Chhieng Vuthy, another Prey Long People’s Network member, said the group had submitted a petition with 28,208 thumbprints to the National Assembly, the prime minister’s Cabinet, the Environment Ministry and the Ministry of Industry, Mines and Energy yesterday.

“I want the government to recognize the problems of the communities in the four provinces,” said Mr Vuthy, who had traveled to the demonstration from Kompong Thom province’s Sandan district.

In a statement the group asked the government to withdraw current economic land concessions in Prey Long and return the forest back to local communities, while it also sought official recognition from the government.

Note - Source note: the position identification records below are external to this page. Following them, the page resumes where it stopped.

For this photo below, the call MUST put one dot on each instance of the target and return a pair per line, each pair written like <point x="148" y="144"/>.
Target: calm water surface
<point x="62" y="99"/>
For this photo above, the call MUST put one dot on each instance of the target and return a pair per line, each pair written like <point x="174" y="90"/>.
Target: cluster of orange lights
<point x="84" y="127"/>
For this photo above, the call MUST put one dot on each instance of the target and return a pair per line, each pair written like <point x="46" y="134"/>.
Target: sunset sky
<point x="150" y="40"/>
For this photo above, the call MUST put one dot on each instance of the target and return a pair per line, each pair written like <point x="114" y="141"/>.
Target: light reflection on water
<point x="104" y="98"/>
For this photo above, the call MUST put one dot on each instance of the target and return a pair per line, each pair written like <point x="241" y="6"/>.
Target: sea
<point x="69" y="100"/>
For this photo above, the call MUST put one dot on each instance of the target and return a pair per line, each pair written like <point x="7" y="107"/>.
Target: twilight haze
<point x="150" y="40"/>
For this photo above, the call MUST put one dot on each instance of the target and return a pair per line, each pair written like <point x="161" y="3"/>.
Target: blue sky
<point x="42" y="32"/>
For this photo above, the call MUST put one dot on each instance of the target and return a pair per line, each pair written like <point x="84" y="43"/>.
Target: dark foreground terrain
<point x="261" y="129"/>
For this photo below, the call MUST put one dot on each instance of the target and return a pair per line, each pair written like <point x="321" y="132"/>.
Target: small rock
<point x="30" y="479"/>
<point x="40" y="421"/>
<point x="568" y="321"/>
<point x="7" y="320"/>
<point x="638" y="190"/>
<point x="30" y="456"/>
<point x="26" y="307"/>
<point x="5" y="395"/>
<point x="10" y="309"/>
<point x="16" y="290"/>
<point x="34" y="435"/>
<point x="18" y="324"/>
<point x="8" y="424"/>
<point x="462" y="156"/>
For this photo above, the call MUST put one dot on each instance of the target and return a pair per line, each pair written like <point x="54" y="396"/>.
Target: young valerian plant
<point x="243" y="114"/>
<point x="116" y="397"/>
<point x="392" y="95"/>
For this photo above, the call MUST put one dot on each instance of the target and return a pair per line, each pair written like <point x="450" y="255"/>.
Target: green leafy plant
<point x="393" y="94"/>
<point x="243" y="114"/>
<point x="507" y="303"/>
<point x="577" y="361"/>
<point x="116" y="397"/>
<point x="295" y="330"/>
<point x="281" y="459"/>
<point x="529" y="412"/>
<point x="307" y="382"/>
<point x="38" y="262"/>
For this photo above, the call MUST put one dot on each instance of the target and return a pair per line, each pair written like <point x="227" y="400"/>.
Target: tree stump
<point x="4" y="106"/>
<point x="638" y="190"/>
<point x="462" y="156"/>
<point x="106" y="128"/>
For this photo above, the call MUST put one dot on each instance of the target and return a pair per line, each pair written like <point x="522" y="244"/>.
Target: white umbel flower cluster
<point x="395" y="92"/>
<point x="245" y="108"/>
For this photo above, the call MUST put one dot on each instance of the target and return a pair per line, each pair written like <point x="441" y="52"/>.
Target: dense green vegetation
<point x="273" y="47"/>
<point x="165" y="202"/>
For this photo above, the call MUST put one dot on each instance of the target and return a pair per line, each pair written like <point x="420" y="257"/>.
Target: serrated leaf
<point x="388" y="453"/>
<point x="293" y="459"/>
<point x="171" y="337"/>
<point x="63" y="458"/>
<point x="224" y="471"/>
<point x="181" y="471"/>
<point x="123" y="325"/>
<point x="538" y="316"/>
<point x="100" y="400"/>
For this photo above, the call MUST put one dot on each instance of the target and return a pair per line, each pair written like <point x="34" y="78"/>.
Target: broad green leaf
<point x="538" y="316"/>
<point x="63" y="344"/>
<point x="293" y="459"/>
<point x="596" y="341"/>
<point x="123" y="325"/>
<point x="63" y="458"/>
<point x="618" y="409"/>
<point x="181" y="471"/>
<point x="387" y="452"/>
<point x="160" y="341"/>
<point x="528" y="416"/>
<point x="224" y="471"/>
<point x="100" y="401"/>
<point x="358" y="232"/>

About 200,000 people, mostly members of the Kuy indigenous minority, live in 339 villages in and around Prey Long forest, according to the group, which has 120 members in local forest communities.

Located between the Mekong and Stung Sen rivers, Prey Long’s landscape covers parts of Stung Treng, Preah Vihear, Kratie and Kompong Thom provinces, with a core area of around 135,000 hectares of pristine forest.

It is the largest remaining lowland evergreen forest in mainland Southeast Asia but it is not within an official conservation area.

A 2010 study by the University of Copenhagen said Prey Long was home to several globally threatened large mammals, such as the Asian elephant, clouded leopard, marbled cat, Malayan sun bear and the pileated gibbon, while the tiger species had been seen in the area as late as 2006.

Although Prey Long has suffered illegal logging in the past, four industrial farming concessions and 27 mining exploration licenses granted in recent years have raised urgent concerns among local villagers, according to the Prey Long People’s Network.

Most recently, several hundred villagers in March were involved in a tense, three-day stand off with armed security forces, when they tried to stop the clearing of a 6,000-hectare concession by the Vietnamese rubber company CRCK in Kompong Thom province’s Sandan district. Another Vietnamese company, PNT Co Ltd, has reportedly also begun felling trees in Preah Vihear’s Rovieng district.

Tapping of resin in Prey Long forest is key to traditional livelihoods but the group said that, according to its research, 243,644 resin trees have so far been lost due to logging and concessions.

Ath Oeun, a villager from Preah Vihear province’s Chey Sen district, said her community had recorded the loss of 20,000 resin trees since 2009. “We work there everyday and we learn that there is obvious destruction of our resin trees,” she said.

Chheng Kimsun, chief of the Forestry Administration, which administers Prey Long as private state land, acknowledged that the area had lost forest cover but he stopped short of blaming private companies for environmental damage.

“We have seen serious incidents because there are bad people who go to destroy the forest,” he said.

Mr Kimsun said his administration would propose turning Prey Long into a protected area that could generate international climate change funds as it stores large amounts of carbon. “After we finish all studies, we will make a sub-decree to protect [Prey Long] and sell carbon” credits, he said.

However, Ouch Leng, land program officer at the human rights group Adhoc, said he had little hope that the government would change its policy and stop from allocating land concessions that affect forests and local farmlands.